Perché sono contro il preside elettivo

Periodicamente ritorna il tema del preside elettivo, già caldeggiato dalla Gilda.

Scrive Reginaldo Palermo: Il conflitto docenti/dirigenti scolastici sembra ormai ad un punto di non ritorno, almeno se si deve prestare fede a ciò che si legge in rete. Non passa giorno senza che nei social si leggano commenti pesanti – talora ai limiti della diffamazione – nei confronti della categoria dei dirigenti scolastici.”

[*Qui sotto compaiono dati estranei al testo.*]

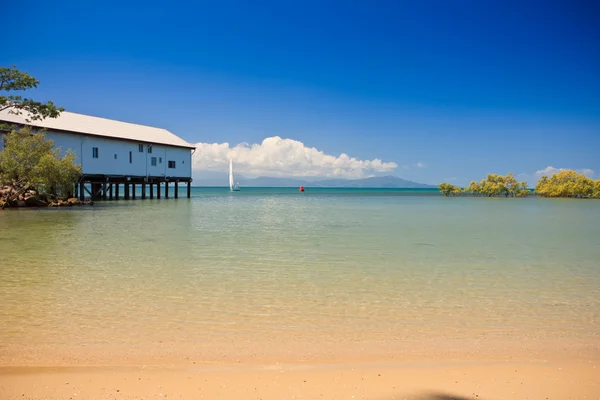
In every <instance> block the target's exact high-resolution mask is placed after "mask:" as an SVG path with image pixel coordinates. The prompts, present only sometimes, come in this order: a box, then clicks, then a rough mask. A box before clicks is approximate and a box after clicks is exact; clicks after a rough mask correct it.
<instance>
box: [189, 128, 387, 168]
mask: <svg viewBox="0 0 600 400" xmlns="http://www.w3.org/2000/svg"><path fill="white" fill-rule="evenodd" d="M230 158H233V162H234V164H235V169H236V171H238V173H241V174H245V175H268V176H303V177H309V176H319V177H337V178H363V177H366V176H371V175H372V174H373V173H377V172H390V171H393V170H394V169H396V168H397V167H398V165H397V164H396V163H394V162H383V161H381V160H380V159H378V158H376V159H373V160H359V159H357V158H354V157H350V156H348V155H347V154H344V153H342V154H340V155H339V156H333V155H329V154H325V153H323V152H322V151H319V150H317V149H316V148H314V147H307V146H305V145H304V143H302V142H300V141H297V140H293V139H282V138H280V137H279V136H273V137H268V138H266V139H264V140H263V141H262V143H256V144H252V145H249V144H247V143H240V144H238V145H236V146H233V147H231V146H230V145H229V143H197V144H196V151H195V152H194V155H193V158H192V163H193V168H194V169H195V170H204V171H226V170H227V168H228V165H229V159H230Z"/></svg>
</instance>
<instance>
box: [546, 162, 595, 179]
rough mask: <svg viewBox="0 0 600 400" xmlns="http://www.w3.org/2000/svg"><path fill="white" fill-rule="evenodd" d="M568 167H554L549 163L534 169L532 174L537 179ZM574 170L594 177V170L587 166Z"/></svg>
mask: <svg viewBox="0 0 600 400" xmlns="http://www.w3.org/2000/svg"><path fill="white" fill-rule="evenodd" d="M567 169H569V168H554V167H553V166H551V165H549V166H547V167H546V168H544V169H540V170H539V171H535V174H534V176H535V177H536V178H537V179H540V178H541V177H542V176H544V175H545V176H551V175H552V174H556V173H557V172H560V171H565V170H567ZM575 171H576V172H578V173H580V174H584V175H585V176H587V177H589V178H593V177H594V171H593V170H591V169H589V168H583V169H576V170H575Z"/></svg>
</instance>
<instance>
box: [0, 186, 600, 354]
mask: <svg viewBox="0 0 600 400" xmlns="http://www.w3.org/2000/svg"><path fill="white" fill-rule="evenodd" d="M0 254H1V260H2V261H1V266H0V272H1V274H2V279H1V280H0V303H1V304H2V307H1V308H0V325H1V326H2V328H0V343H1V344H0V351H4V352H8V351H11V350H12V351H13V353H14V352H15V351H16V350H15V349H20V350H19V351H21V350H23V349H28V350H35V348H36V346H39V347H40V348H41V347H44V346H45V347H51V348H53V349H55V350H56V351H59V352H60V350H61V349H62V348H64V349H67V348H73V347H77V346H85V347H86V348H107V347H110V348H118V347H120V346H121V347H123V348H131V347H134V346H137V347H144V346H145V345H148V346H151V345H152V344H153V343H157V342H158V341H163V340H164V341H168V342H169V343H170V344H171V345H172V346H174V347H178V346H179V347H181V348H185V347H186V346H195V345H197V344H199V343H205V344H206V343H210V342H211V341H217V340H219V341H224V340H225V341H231V342H232V343H235V342H236V341H244V340H248V341H262V342H269V341H270V340H274V339H272V338H287V339H290V340H306V341H307V342H311V343H316V344H318V343H319V342H322V343H325V342H332V341H333V342H335V341H352V342H355V343H360V342H361V341H367V340H369V341H379V342H385V341H386V340H395V339H397V338H403V339H406V340H417V341H419V340H430V341H431V340H444V339H456V338H490V337H497V338H508V339H511V338H514V339H515V340H519V339H521V338H536V340H544V339H548V340H550V339H561V338H563V339H573V340H575V339H577V340H584V341H585V340H587V339H597V338H598V337H599V336H600V202H598V201H593V200H589V201H588V200H548V199H539V198H530V199H487V198H443V197H439V196H437V195H432V192H427V191H422V192H419V191H398V190H360V189H355V190H324V189H321V190H309V191H308V192H306V193H303V194H300V193H298V192H297V190H296V189H293V190H292V189H268V190H260V189H244V190H243V191H242V192H239V193H230V192H229V191H228V190H227V189H224V188H223V189H216V188H210V189H208V188H205V189H202V188H194V190H193V198H192V199H177V200H175V199H169V200H164V199H163V200H144V201H139V200H138V201H118V202H104V203H102V202H98V203H97V204H96V205H95V206H94V207H89V208H86V207H82V208H73V209H61V210H57V209H43V210H10V211H5V212H0ZM17 353H18V351H17Z"/></svg>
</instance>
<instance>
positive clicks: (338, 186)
mask: <svg viewBox="0 0 600 400" xmlns="http://www.w3.org/2000/svg"><path fill="white" fill-rule="evenodd" d="M236 182H239V183H240V186H242V187H243V186H246V187H297V186H305V187H327V188H397V189H420V188H422V189H426V188H436V187H437V186H435V185H428V184H425V183H419V182H413V181H409V180H406V179H402V178H399V177H397V176H378V177H370V178H361V179H319V180H314V181H309V180H305V179H297V178H277V177H268V176H259V177H257V178H246V177H243V176H238V177H237V179H236ZM194 186H227V178H226V177H224V179H217V178H210V179H196V180H195V185H194Z"/></svg>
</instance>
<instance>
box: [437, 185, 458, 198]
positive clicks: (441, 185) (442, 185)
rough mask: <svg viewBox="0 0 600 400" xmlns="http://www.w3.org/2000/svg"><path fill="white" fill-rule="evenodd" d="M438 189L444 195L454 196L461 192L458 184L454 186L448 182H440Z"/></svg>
mask: <svg viewBox="0 0 600 400" xmlns="http://www.w3.org/2000/svg"><path fill="white" fill-rule="evenodd" d="M438 189H439V190H440V192H442V193H443V194H444V196H450V195H452V196H455V195H457V194H460V193H461V189H460V188H459V187H458V186H454V185H451V184H449V183H440V185H439V186H438Z"/></svg>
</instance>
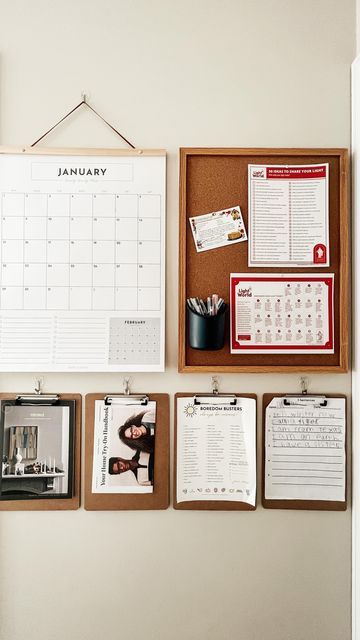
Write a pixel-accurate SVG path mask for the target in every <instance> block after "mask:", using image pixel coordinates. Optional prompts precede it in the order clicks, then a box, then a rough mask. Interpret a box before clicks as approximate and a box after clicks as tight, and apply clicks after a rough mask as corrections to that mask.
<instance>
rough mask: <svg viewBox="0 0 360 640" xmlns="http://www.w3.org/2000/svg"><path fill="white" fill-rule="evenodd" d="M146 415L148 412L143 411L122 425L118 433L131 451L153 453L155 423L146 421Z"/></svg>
mask: <svg viewBox="0 0 360 640" xmlns="http://www.w3.org/2000/svg"><path fill="white" fill-rule="evenodd" d="M146 413H148V412H146V411H143V412H142V413H138V414H137V415H134V416H131V417H130V418H128V419H127V420H126V422H125V423H124V424H123V425H121V427H120V428H119V431H118V433H119V438H120V440H121V442H123V443H124V444H126V445H127V446H128V447H130V449H134V450H135V451H145V452H146V453H153V452H154V446H155V423H154V422H147V421H146V420H144V416H145V414H146ZM149 418H150V414H149Z"/></svg>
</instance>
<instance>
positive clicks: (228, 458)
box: [177, 397, 256, 506]
mask: <svg viewBox="0 0 360 640" xmlns="http://www.w3.org/2000/svg"><path fill="white" fill-rule="evenodd" d="M199 400H200V404H195V403H194V399H193V398H192V397H185V398H178V399H177V501H178V502H189V501H193V500H195V501H196V500H201V501H203V500H218V501H225V500H228V501H231V502H234V501H236V502H245V503H247V504H250V505H253V506H255V503H256V401H255V399H254V398H236V400H232V401H231V403H230V402H226V404H221V403H222V402H225V400H223V399H222V398H206V400H205V399H204V401H203V402H204V403H202V401H201V398H200V399H199Z"/></svg>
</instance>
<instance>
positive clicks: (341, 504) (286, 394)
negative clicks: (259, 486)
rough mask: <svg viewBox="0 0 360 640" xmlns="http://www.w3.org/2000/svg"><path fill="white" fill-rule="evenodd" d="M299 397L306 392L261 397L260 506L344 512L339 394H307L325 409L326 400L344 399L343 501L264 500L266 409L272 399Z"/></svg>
mask: <svg viewBox="0 0 360 640" xmlns="http://www.w3.org/2000/svg"><path fill="white" fill-rule="evenodd" d="M301 396H305V397H306V396H307V391H306V390H303V392H302V393H301V392H300V393H295V394H286V393H265V394H264V395H263V410H262V417H263V425H262V449H263V454H262V483H261V485H262V505H263V507H264V508H265V509H299V510H314V511H316V510H318V511H346V508H347V497H348V467H347V465H348V460H347V438H348V433H347V398H346V396H345V395H343V394H341V393H337V394H319V393H316V394H313V393H309V397H311V398H319V406H323V407H326V405H327V403H326V399H327V398H344V399H345V442H344V455H345V500H344V501H335V500H289V499H269V498H265V467H266V450H265V441H266V439H265V429H266V409H267V407H268V405H269V404H270V402H271V401H272V400H273V398H281V397H283V398H284V399H285V400H287V401H288V402H291V399H294V398H300V397H301Z"/></svg>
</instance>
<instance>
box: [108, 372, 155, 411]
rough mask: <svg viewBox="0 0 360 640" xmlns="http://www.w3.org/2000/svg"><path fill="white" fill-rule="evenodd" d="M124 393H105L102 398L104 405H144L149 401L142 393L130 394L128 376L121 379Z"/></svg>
mask: <svg viewBox="0 0 360 640" xmlns="http://www.w3.org/2000/svg"><path fill="white" fill-rule="evenodd" d="M123 386H124V393H120V394H119V395H107V396H105V398H104V401H105V404H106V405H111V404H123V405H126V406H129V405H132V404H134V405H142V406H146V405H147V404H148V402H149V398H148V396H147V395H144V394H132V393H130V378H124V380H123Z"/></svg>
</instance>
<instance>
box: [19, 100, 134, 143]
mask: <svg viewBox="0 0 360 640" xmlns="http://www.w3.org/2000/svg"><path fill="white" fill-rule="evenodd" d="M82 105H85V106H86V107H87V108H88V109H90V110H91V111H93V113H95V115H96V116H98V118H100V120H102V121H103V122H105V124H106V125H107V126H108V127H110V129H112V131H114V133H116V134H117V135H118V136H120V138H121V139H122V140H123V141H124V142H126V144H128V145H129V146H130V147H131V148H132V149H135V148H136V147H135V146H134V145H133V144H131V142H129V140H127V139H126V138H125V137H124V136H123V135H122V134H121V133H120V131H118V130H117V129H115V127H113V126H112V125H111V124H110V123H109V122H107V120H105V118H103V117H102V116H101V115H100V114H99V113H98V112H97V111H95V109H93V107H90V105H89V104H88V103H87V102H86V100H81V102H79V104H77V105H76V107H74V108H73V109H71V111H69V113H67V114H66V115H65V116H64V117H63V118H61V120H59V122H57V123H56V124H54V126H53V127H51V129H49V130H48V131H46V133H44V134H43V135H42V136H40V138H38V139H37V140H36V141H35V142H33V143H32V145H30V146H31V147H35V145H36V144H38V143H39V142H40V140H42V139H43V138H45V136H47V135H48V134H49V133H50V132H51V131H53V130H54V129H55V128H56V127H57V126H58V125H59V124H61V123H62V122H64V120H66V118H68V117H69V116H71V114H72V113H74V111H76V110H77V109H79V108H80V107H82Z"/></svg>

Ma non è con il preside elettivo che si risolve il conflitto. Occorre che il preside sia super partes e non prius inter pares, perché in tutte le organizzazioni, non solo in quella scolastica, vi è la necessità di autorità e di leadership.

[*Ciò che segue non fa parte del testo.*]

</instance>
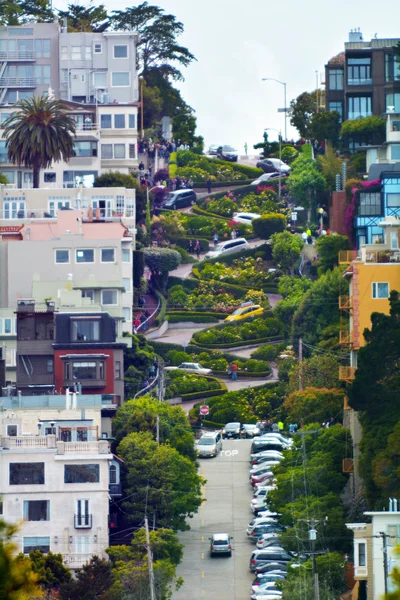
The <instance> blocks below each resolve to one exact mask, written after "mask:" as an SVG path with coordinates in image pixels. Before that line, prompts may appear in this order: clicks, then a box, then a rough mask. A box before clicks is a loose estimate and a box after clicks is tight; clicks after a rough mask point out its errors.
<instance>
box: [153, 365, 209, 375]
mask: <svg viewBox="0 0 400 600" xmlns="http://www.w3.org/2000/svg"><path fill="white" fill-rule="evenodd" d="M177 369H180V370H181V371H185V372H186V373H192V374H193V375H211V373H212V370H211V369H206V368H205V367H202V366H201V365H200V364H199V363H182V364H180V365H179V367H165V368H164V371H176V370H177Z"/></svg>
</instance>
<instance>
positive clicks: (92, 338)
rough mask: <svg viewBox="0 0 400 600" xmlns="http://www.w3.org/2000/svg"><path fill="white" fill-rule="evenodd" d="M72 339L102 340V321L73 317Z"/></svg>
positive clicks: (73, 341)
mask: <svg viewBox="0 0 400 600" xmlns="http://www.w3.org/2000/svg"><path fill="white" fill-rule="evenodd" d="M71 339H72V341H73V342H98V341H99V340H100V321H99V320H96V321H95V320H93V319H79V320H77V319H76V320H75V319H73V320H72V321H71Z"/></svg>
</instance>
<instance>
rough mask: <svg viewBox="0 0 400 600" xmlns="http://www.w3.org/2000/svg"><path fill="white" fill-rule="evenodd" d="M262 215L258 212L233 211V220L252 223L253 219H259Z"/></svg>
mask: <svg viewBox="0 0 400 600" xmlns="http://www.w3.org/2000/svg"><path fill="white" fill-rule="evenodd" d="M260 217H261V215H258V214H257V213H233V217H232V220H233V221H235V223H243V224H244V225H251V222H252V220H253V219H259V218H260Z"/></svg>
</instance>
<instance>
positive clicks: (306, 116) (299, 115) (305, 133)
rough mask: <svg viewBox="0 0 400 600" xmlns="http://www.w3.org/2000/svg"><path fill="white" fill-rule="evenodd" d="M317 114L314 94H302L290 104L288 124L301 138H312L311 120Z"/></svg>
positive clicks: (292, 100) (304, 93)
mask: <svg viewBox="0 0 400 600" xmlns="http://www.w3.org/2000/svg"><path fill="white" fill-rule="evenodd" d="M316 112H317V94H316V92H311V93H309V92H303V93H302V94H300V96H297V98H296V99H295V100H292V101H291V103H290V124H291V125H293V127H296V129H297V131H298V132H299V134H300V135H301V137H303V138H307V139H308V138H310V137H312V128H311V123H312V118H313V116H314V115H315V114H316Z"/></svg>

La contrarietà all’elezione deriva non tanto dal selezionare le competenze per concorso, perché – come scrive Pasquale Almirante – quelle si possono trovare anche senza concorso.  

Il problema è che l’elezione del preside fa venir meno l’imparzialità; significa scendere a compromessi con gli “elettori” che non possono essere delusi, una volta che ti hanno dato il voto. Chi si ricorda di quando il vicepreside era elettivo e c’erano gli scontri tra i docenti per  candidarsi alla carica, sa di cosa parlo. Se ti mostravi poco duttile nel concedere certi “favori”, non si era più eletti.

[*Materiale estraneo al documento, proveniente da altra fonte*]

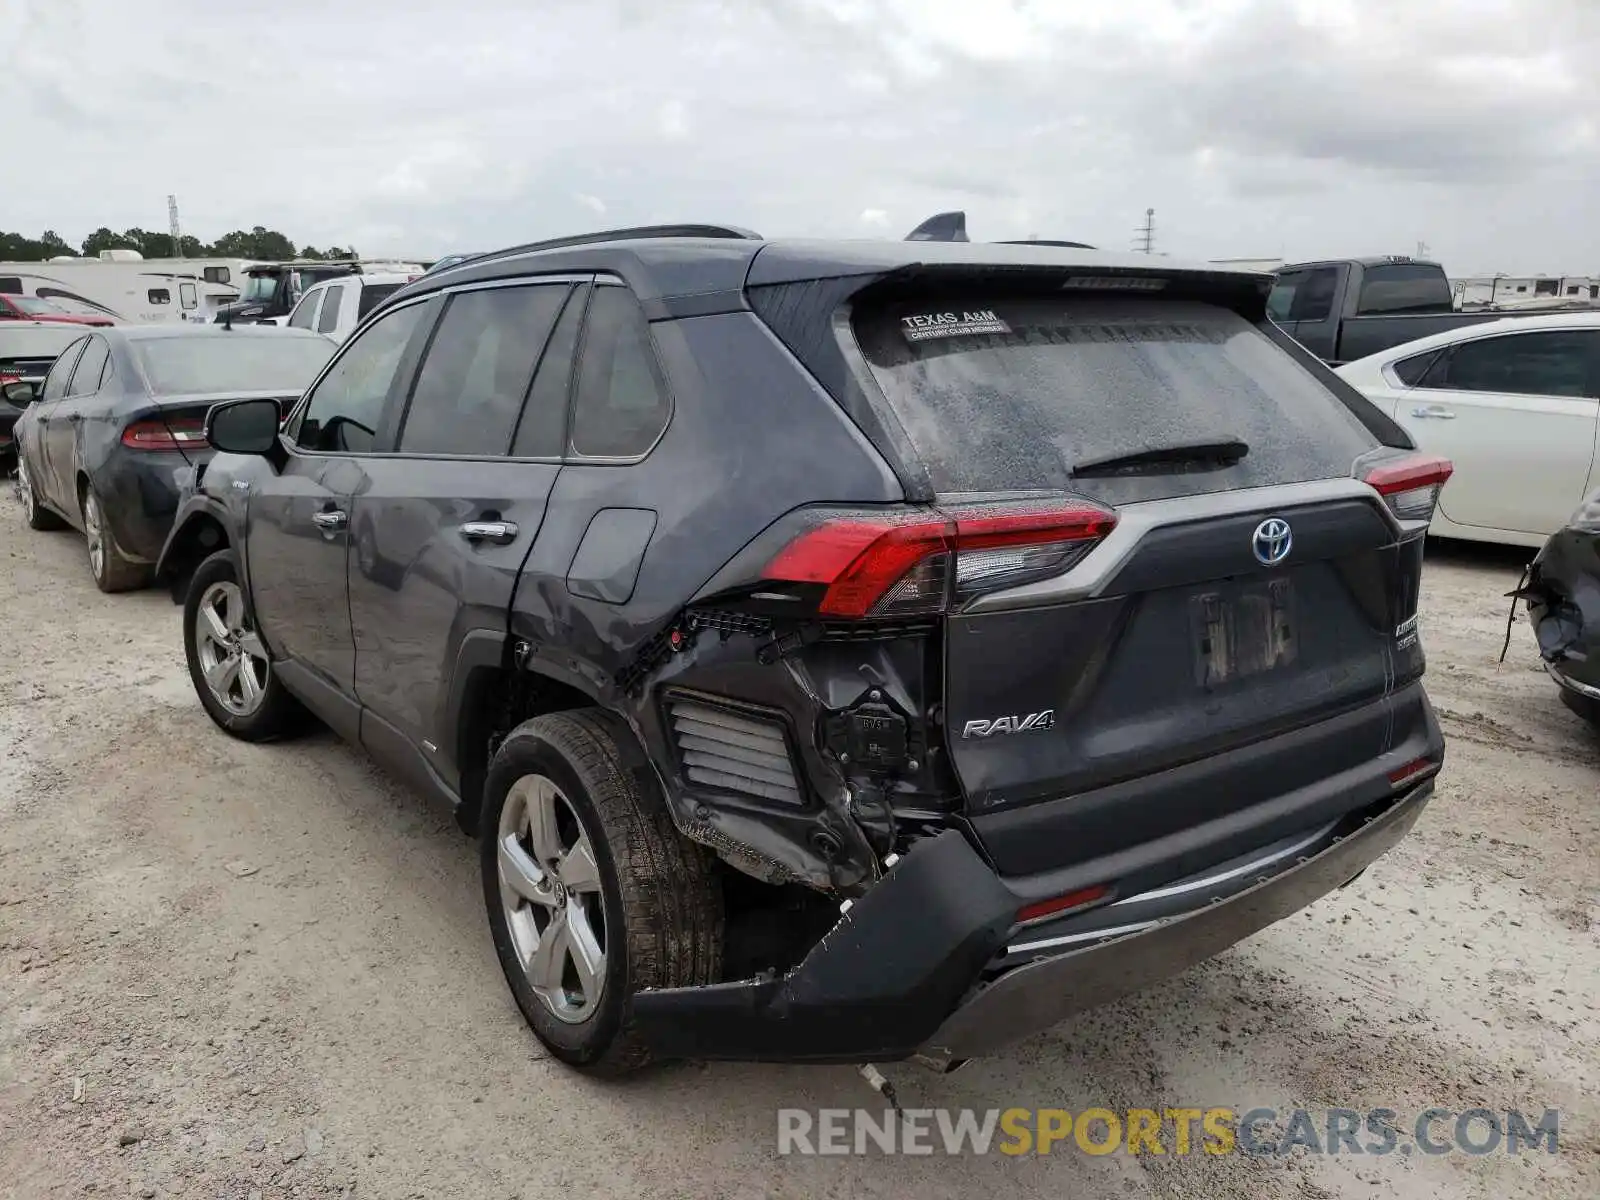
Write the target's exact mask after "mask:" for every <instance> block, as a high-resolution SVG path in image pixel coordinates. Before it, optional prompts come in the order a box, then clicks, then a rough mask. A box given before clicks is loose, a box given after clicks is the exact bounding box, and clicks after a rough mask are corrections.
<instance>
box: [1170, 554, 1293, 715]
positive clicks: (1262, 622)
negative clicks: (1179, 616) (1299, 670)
mask: <svg viewBox="0 0 1600 1200" xmlns="http://www.w3.org/2000/svg"><path fill="white" fill-rule="evenodd" d="M1189 622H1190V629H1192V632H1194V645H1195V683H1198V685H1200V686H1202V688H1214V686H1218V685H1221V683H1229V682H1232V680H1238V678H1248V677H1251V675H1261V674H1262V672H1267V670H1278V669H1280V667H1286V666H1290V664H1291V662H1294V656H1296V637H1294V632H1296V629H1294V589H1293V587H1291V584H1290V581H1288V579H1272V581H1270V582H1264V584H1242V586H1227V587H1218V589H1213V590H1210V592H1200V594H1198V595H1194V597H1190V600H1189Z"/></svg>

Si dirà: ma noi proponiamo un preside  che viene eletto una sola volta, con scadenza di cinque anni.

E’ ancora peggio, perché si cristallizzeranno difetti che quando uno è eletto magari non sono emersi.

Il contratto di un dirigente scolastico, invece, scade dopo tre anni, alla fine dei quali c’è una valutazione da parte di un organismo esterno che gli può confermare l’incarico o meno.

Vi immaginate, poi, il preside “eletto” che valuta i docenti che lo hanno eletto?

A meno che non si è contro la valutazione dei docenti, quindi non è con la semplificazione di un preside elettivo che si sciolgono i nodi.

Piuttosto  la soluzione sta nel creare un “middle management”, un corpo intermedio di docenti che aiuti il dirigente scolastico, riconoscendo una carriera agli insegnanti.

E per mantenere la democrazia della scuola (senza che il preside diventi un autocrate), occorre che ci sia un bilanciamento dei poteri tra dirigenza scolastica, collegio dei docenti e consiglio d’istituto.